A review by unladylike
Batman Eternal, Volume 2 by Scott Snyder, Tim Seeley

4.0

I got into this weekly series because of Scott Snyder (the chief writer and mastermind of all the great Batman comics of the past 4+ years) and Harper Row (badass working class sister who's developing into a great hero in the Bat-family).

Kudos to the artists for keeping the quality so consistent through such a complex story arc week after week. It's the script writers who couldn't keep up the consistency of tone in this volume. Specifically one writer stands out as having ruined an otherwise great story: Tim Seeley. I don't know who this guy is, but he makes Ray Fawkes' portions look great by comparison. The story-plotting/scripting/co-advisor junior assistant team for this series is Scott Snyder and James Tynion IV at the top, Ray Fawkes and Kyle Higgins doing an admirable job of both dark and more light-hearted moments throughout what is one of the most intricate Batman stories I've ever read. There are SO many threads to this plot all happening at once that to pull it off was truly a feat - and on a WEEKLY deadline! But then there's Tim Seeley, whose issues read like the Scooby Doo interlude in Batman Begins.

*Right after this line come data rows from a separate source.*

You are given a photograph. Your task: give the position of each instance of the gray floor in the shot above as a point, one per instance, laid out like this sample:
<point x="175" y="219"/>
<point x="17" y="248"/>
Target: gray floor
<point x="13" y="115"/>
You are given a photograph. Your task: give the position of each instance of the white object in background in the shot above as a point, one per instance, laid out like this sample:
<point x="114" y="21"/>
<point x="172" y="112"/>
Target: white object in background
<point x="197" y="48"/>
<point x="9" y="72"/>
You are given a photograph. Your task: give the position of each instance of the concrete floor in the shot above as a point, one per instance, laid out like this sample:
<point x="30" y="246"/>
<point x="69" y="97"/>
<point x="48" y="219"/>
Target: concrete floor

Whole pages of good artist talent are wasted so Seeley can slowly set up a corny joke, everyone's voice becomes that of Jay Leno, looking at the reader and squeaking out, "Ya git it?! See? Cuz...It's funny!"

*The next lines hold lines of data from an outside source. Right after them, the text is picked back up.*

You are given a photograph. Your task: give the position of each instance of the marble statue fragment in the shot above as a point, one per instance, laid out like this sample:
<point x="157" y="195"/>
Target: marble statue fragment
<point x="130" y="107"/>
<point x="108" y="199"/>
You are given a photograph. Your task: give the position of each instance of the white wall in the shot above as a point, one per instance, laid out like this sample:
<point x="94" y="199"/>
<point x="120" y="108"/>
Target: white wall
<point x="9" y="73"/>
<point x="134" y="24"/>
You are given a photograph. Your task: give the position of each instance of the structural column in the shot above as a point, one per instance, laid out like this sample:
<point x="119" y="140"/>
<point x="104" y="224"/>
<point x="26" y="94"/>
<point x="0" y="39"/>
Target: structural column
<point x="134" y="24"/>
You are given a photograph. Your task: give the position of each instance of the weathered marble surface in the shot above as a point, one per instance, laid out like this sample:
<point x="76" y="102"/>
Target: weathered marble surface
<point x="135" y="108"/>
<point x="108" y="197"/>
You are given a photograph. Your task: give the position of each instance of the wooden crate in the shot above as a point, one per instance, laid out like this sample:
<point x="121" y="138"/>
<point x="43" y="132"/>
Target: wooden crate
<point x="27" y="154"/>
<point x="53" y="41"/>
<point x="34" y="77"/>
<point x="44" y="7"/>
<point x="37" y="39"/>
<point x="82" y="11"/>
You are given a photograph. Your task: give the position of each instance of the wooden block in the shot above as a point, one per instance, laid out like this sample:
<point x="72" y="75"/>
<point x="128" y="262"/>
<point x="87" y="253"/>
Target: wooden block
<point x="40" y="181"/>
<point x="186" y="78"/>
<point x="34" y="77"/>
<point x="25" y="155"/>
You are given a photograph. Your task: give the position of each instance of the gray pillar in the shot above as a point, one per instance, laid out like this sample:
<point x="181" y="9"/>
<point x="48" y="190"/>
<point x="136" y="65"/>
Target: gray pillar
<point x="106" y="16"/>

Thankfully Seeley gets pulled after a few issues and Fawkes/Higgins, with direction from Snyder/Tynion pull it together for the closing act of this dense volume.

One final quibble I forgot to mention in my review of Vol. 1, which carries over into this one: The plot arc about Gordon getting thrown in jail hinges upon one moment, wherein he fires a single bullet past a hired villain, and that bullet hits an electrical panel, causing a subway train to be unable to brake, resulting in the loss of hundreds of lives. Even Batman points out early on that frying that control panel shouldn't have been enough to cause the tragedy, but nobody ever looks further at that point. So they sweep this unlikely plot point under the rug and never look back for the sake of the bigger picture. But seriously, you can't just smash a visible control panel at pedestrian level on a subway platform and make trains crash into one another like that! Gordon was framed and (at least in these 2 volumes) we never get to see the World's Greatest Detective put the pieces together of the incident itself - more just making excuses and looking at the red herrings strewn about the scene.